R-Right, yeah, but a-a-again, because you didn’t really answer me, um, filling me with spiders isn’t a strand of your web now, right? Um. I-I just want us to be, heh, absolutely clear on this.

A-Annabelle?

ANNABELLE

No.

[MARTIN IS RELIEVED]

Not anymore.

MARTIN

R-R-Right, thanks. Sorry. S-S-Sorry to interrupt, just, just checking.

ANNABELLE

It’s such a shame. There was a time when I was certain you had what it takes to join us.

MARTIN

What? Because I like spiders? Well, used to.

ANNABELLE

Because you always managed to get what you wanted through smiles and shrugs and stammerings that weren’t nearly as awkward as they seemed.

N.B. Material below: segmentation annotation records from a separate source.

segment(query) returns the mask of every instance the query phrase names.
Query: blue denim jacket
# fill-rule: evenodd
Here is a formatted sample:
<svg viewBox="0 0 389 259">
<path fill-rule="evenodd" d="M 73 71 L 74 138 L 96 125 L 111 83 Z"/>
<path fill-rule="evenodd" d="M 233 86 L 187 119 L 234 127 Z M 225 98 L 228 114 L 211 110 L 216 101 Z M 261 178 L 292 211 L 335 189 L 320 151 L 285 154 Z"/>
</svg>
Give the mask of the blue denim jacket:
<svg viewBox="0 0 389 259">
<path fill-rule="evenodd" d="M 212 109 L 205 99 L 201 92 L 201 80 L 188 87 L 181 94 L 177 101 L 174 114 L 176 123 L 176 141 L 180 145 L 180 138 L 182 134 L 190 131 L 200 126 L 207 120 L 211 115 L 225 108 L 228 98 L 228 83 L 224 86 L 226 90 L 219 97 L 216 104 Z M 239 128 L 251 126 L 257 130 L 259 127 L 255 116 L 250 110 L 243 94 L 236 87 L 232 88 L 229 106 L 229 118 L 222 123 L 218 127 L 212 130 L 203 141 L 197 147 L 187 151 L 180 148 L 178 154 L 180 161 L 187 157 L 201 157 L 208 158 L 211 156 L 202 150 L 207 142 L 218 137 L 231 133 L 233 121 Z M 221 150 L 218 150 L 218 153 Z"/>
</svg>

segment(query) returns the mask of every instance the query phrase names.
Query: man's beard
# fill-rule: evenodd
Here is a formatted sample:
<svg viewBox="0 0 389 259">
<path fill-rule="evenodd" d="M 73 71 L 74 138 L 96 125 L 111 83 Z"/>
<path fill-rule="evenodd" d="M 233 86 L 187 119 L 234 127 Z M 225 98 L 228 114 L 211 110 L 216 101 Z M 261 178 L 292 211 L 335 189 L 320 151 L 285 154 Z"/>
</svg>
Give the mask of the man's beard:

[SMALL SOUND OF MARTIN’S CONCESSION TO THE POINT]

MARTIN

Point taken.

ANNABELLE

But I didn’t foresee how deep you would fall into The Lonely. Or how far the Archivist would go to get you back. It made things… awkward.

MARTIN

Why are you telling me all this?

ANNABELLE

[Strained] Because… explaining things, giving answers, like this… it’s not what I am. It’s difficult, against my nature.

And I’m trying to practice.

MARTIN

Why?

ANNABELLE

Why do you think?

[MARTIN GROANS]

Sorry.

MARTIN

Okay, let’s try a different question. What was your plan?

ANNABELLE

I was going to snatch you away. Lure you both into this web, and then take you. Drive him to despair, so that when you returned to him, bulging, and talking in a thousand tiny voices, it would drive him to a final push.

MARTIN

And now?

ANNABELLE

[Sighs] Your bond is too complicated. I couldn’t drive that kind of rift between you now. I’ve considered every angle, examined every cause and effect, and have finally come to the conclusion that I… [sighs] I need to tell you the truth, to explain things.

MARTIN

[Frustrated] Yeah, but why?

ANNABELLE

Because if I do… you’ll do as I ask.

MARTIN

Oh, will we?

ANNABELLE

Yes.

[ANNABELLE TAKES A DEEP BREATH AND A FEW PACES]

He’s nearly here.

MARTIN

John?

ANNABELLE

Let’s make the setting a little more… appropriate, shall we?

MARTIN

Hey, just… ah, hah, p-put the camera down, okay?

ANNABELLE

You said you wanted something more “dramatic”, right?

MARTIN

Wh-What? No, no, no, wait, wait, wait. Wait… wait –

[ANNABELLE CHUCKLES, THEN HEFTS THE CAMERA INTO THE GROUND]
[GLASS SHATTERS AS HARSH STATIC CRACKLES AND CRACKS AND TWISTS THE SCENE… WIND WHIPS AROUND AS THEY STAND ON AN IMPOSSIBLE WEB STRETCHED ACROSS A GAPING CHASM]

MARTIN

[Distorted] Ooooh shit…

That’s a long way down

ANNABELLE

Further than you can possibly imagine.

[MARTIN QUIVERS AUDIBLY]
[STICKY SOUNDS SLAP WETLY AS ANNABELLE SLINGS WEB]

MARTIN

Oi! W-What’re you – ? Urgh! Urgh. What i–? What – ? What is this?

ANNABELLE

What do you think? It’s for your safety. So you don’t do anything… unpredictable. I’d hate for you to fall.

[WIND CONTINUES AS THUNDEROUS RUMBLES AND BUZZING INSECTS INTRUDE AUDITORILY]

MARTIN

When John gets here, he is going to kill you.

[MARTIN CONTINUES TO EXPRESS HIS DISGUST AT THE SILKEN RESTRAINTS]

ANNABELLE

As long as he listens to me first, it won’t matter.

[CLICK]

ARCHIVIST ON TAPE

So just listen –

[CLICK]
[CLICK]

Listen, Martin, you should know –

[CLICK]
[CLICK]

Now, listen to me, Martin, li-listen –

[CLICK]

MARTIN

Wait. Wait…

The tapes…

ANNABELLE

A fine material to spin a web with, don’t you think?

MARTIN

What? All this time, through all of this, it, it was just you spying on us?

ANNABELLE

Oh Martin. You have no idea who’s listening, do you?